Lo scontro e la paura: Nico Paz sotto osservazione
L’episodio che ha coinvolto Nico Paz è arrivato nel primo tempo, durante un contrasto con Marcandalli. Un impatto che inizialmente non sembrava diverso da tanti altri, ma che ha subito fatto scattare un campanello d’allarme. Il fantasista del Como ha provato a restare in campo, ha stretto i denti, ma qualcosa non andava.
Le immagini e i racconti del post-partita parlano chiaro: “non ci vedo”, avrebbe ripetuto più volte il giocatore, visibilmente scosso. Il problema all’occhio destro ha spinto lo staff medico a intervenire con cautela, verificando subito i riflessi e le condizioni visive. Una situazione delicata, che ha portato alla decisione di non rischiare.
Così, all’intervallo, è arrivata la sostituzione. Dentro Caqueret, fuori uno dei giocatori più attesi. Una scelta quasi obbligata, quando la priorità diventa la salute e non il risultato.
Le condizioni e l’attesa: il Como aspetta risposte
Adesso tutto ruota attorno agli accertamenti. L’infortunio di Nico Paz dovrà essere valutato con esami più approfonditi, per capire l’entità reale del problema. In questi casi, soprattutto quando si parla di vista, la prudenza non è mai troppa.

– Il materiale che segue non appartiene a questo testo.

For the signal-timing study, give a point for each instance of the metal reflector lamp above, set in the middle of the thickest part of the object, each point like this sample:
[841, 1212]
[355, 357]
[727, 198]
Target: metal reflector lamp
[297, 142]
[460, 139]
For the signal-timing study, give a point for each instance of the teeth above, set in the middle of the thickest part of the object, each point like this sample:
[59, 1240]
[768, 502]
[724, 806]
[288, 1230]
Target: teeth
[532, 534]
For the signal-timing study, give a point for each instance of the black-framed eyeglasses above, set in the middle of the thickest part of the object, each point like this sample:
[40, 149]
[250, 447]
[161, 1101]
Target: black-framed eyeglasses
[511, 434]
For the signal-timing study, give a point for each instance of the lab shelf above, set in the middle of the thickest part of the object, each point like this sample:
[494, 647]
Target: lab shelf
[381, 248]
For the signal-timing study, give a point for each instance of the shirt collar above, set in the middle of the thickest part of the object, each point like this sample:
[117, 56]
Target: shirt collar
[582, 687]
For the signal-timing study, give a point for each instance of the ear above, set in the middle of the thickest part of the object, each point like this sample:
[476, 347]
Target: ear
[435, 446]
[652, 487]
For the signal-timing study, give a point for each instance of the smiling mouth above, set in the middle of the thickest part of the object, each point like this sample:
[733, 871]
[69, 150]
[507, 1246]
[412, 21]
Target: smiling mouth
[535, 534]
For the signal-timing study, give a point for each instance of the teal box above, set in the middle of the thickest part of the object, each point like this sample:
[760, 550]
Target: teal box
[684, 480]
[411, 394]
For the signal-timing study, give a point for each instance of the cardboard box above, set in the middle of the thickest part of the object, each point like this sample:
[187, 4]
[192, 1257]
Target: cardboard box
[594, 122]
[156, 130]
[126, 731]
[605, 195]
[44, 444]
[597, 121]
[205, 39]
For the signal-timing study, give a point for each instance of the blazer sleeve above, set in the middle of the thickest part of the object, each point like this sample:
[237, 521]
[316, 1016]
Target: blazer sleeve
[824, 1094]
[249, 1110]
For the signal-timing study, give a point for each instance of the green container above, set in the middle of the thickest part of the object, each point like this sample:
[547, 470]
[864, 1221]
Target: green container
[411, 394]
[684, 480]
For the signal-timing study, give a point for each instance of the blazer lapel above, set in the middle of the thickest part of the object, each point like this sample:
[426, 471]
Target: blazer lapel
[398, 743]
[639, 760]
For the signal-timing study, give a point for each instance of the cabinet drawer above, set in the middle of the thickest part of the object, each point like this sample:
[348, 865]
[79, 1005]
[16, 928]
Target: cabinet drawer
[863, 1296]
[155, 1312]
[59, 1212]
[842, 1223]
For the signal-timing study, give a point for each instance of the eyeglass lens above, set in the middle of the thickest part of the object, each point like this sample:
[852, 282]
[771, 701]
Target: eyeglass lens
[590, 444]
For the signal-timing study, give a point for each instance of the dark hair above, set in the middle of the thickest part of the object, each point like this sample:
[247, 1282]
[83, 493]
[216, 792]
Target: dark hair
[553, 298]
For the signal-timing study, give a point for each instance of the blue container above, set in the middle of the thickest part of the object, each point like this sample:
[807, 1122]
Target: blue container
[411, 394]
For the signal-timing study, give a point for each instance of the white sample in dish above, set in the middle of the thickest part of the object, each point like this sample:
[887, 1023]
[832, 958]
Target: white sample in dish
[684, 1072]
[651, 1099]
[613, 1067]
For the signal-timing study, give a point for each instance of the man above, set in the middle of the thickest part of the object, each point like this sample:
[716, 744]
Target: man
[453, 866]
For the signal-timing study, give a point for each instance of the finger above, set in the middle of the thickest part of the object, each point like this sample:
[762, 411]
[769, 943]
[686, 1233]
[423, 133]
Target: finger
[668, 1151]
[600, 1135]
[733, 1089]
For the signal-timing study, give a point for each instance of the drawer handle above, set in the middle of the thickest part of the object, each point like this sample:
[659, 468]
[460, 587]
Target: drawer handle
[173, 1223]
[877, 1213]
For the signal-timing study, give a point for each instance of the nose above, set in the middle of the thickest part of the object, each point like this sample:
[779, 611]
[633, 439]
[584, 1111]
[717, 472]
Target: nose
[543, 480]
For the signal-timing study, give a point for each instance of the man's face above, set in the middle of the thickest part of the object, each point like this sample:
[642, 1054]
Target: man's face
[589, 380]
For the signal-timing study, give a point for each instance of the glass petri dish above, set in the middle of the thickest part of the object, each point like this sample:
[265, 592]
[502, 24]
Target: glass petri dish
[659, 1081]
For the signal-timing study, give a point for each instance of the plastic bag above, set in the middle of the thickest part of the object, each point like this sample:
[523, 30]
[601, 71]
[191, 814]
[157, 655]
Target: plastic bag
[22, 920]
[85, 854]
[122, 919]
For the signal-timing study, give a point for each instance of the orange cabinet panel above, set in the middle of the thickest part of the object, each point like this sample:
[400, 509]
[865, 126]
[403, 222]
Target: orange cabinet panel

Il dettaglio che colpisce è proprio la dinamica: non un classico guaio muscolare, non un trauma evidente, ma una sensazione improvvisa e difficile da interpretare. E questo rende tutto più incerto. Anche perché, fino a quel momento, Paz era stato tra i più attivi, arrivando persino vicino al gol con un colpo di testa finito sul palo.
Nel frattempo, il Como resta in attesa. Non solo per capire quando potrà riaverlo, ma anche per sapere in che condizioni tornerà. Perché perdere un giocatore con quelle caratteristiche, proprio in questo momento della stagione, può cambiare equilibri e prospettive.
E allora resta una domanda, semplice ma inevitabile: quanto peserà davvero questo stop? Perché a volte non è solo questione di giorni fuori dal campo, ma di sensazioni che restano. E nel calcio, si sa, anche quelle fanno la differenza.